Privacy Policy

graphical divider


This Privacy policy is a statement whereby we at M&A Markets commit to protecting the rights and privacy of individuals in accordance with the Data Protection Act, 2018 (the Act) requirements and the General Data Protection Regulation 2016/679 (GDPR). The purpose of this policy is to outline how we process any personal data you provide to us while visiting M&A Markets’s websites, apps, other applications or when engaging our services (the “Service”).

1. Data Protection Principles
At M&A Markets, we undertake to perform our responsibilities under the regulation, as follows:

  • Personal data shall be collected and processed lawfully, fairly and in a transparent manner in relation to the data subject ('lawfulness, fairness and transparency');
  • Personal data shall be collected for specified, explicit and legitimate purposes and not further processed in a manner that is incompatible with those purposes; further processing for archiving purposes in the public interest, scientific or historical research purposes or statistical purposes shall, in accordance with the Act and GDPR, not be considered to be incompatible with the initial purposes ('purpose limitation');
  • Personal data shall be adequate, relevant and limited to what is necessary in relation to the purposes for which they are processed ('data minimisation');
  • Personal data shall be accurate and, where necessary, kept up to date; every reasonable step must be taken to ensure that personal data that are inaccurate, having regard to the purposes for which they are processed, are erased or rectified without delay ('accuracy');
  • Personal data shall be kept in a form which permits identification of data subjects for no longer than is necessary for the purposes for which the personal data are processed; ('storage limitation');
  • Personal data shall be processed in a manner that ensures appropriate security of the personal data, including protection against unauthorised or unlawful processing and against accidental loss, destruction or damage, using appropriate technical or organisational measures ('integrity and confidentiality')
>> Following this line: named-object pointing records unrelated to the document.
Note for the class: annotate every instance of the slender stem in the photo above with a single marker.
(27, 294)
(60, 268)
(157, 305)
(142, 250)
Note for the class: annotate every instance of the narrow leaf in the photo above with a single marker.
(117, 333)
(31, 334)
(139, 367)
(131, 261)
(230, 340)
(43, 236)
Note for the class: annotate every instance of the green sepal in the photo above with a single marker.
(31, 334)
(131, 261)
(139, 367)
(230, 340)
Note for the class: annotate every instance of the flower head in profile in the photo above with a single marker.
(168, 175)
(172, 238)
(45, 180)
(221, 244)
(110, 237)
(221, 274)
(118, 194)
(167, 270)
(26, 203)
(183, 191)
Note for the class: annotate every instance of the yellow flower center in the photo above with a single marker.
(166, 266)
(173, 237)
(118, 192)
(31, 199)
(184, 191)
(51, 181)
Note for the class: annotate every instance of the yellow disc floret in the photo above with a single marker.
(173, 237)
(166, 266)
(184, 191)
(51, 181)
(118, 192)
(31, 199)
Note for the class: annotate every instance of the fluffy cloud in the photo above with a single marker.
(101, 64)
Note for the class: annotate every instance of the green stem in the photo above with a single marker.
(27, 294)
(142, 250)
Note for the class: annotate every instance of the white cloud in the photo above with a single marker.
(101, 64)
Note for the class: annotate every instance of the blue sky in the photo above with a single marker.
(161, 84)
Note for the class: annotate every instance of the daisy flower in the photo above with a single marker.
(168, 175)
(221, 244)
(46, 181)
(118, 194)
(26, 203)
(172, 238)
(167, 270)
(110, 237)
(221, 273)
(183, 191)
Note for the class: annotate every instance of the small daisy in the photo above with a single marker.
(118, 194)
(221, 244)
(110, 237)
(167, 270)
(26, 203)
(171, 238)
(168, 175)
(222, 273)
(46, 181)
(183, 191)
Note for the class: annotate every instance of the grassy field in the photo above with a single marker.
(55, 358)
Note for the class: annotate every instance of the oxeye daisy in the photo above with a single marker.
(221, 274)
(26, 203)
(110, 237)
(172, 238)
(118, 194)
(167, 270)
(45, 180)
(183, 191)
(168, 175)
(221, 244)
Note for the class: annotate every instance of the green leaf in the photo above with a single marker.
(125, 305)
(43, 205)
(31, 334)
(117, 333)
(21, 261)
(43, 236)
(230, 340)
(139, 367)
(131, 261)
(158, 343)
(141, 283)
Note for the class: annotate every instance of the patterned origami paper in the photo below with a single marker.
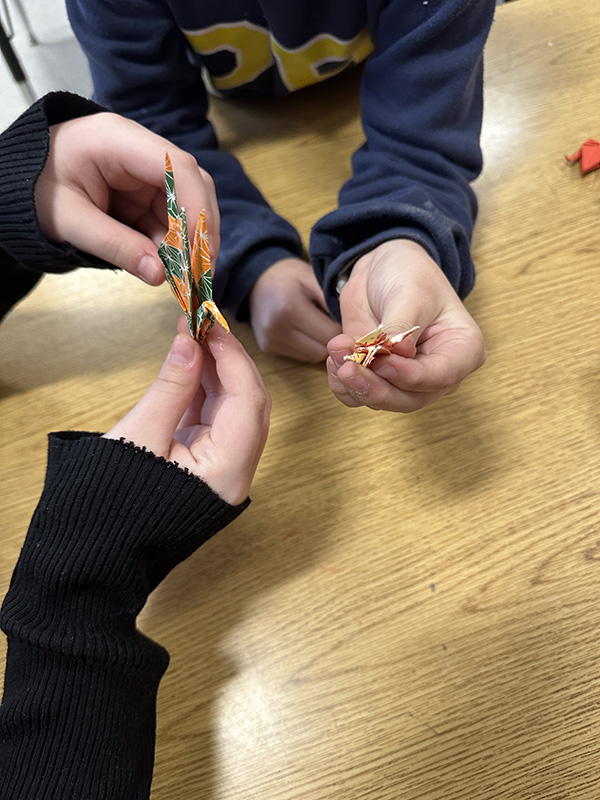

2. Rights of the Data Subjects
We will also endeavour to uphold the rights of data subjects as laid out in the Act and GDPR as follows:

  • Provide transparent information and communication to data subjects on how to exercise their rights;
  • Provide information about our processing activities to the data subject;
  • Provide individuals with the right to obtain from us confirmation as to whether or not we are processing personal data concerning him or her and, where that is the case, access to the personal data;
  • Provide the right of rectification for individuals to correct inaccurate personal data concerning him or her;
  • Provide individuals with the right to obtain from us the erasure of personal data concerning him or her without undue delay, unless we have overriding legitimate grounds for continued processing. This will be handled on a case by case basis under the circumstances listed in the Act and GDPR;
  • Allow individuals to restrict the processing of their data unless we have an overriding legitimate lawful purpose for continuing to process the data;
  • Provide individuals with the right to receive the personal data concerning him or her, which he or she has provided to us, where possible, in a structured, commonly used and machine-readable format and have the right to transmit those data to another controller under the conditions listed in the Act and GDPR; and
  • Individuals shall have the right to object to processing concerning them and to have the right not to be subject to a decision based solely on automated processing, including profiling.
Please note that the above rights are not always absolute and there may be some limitations.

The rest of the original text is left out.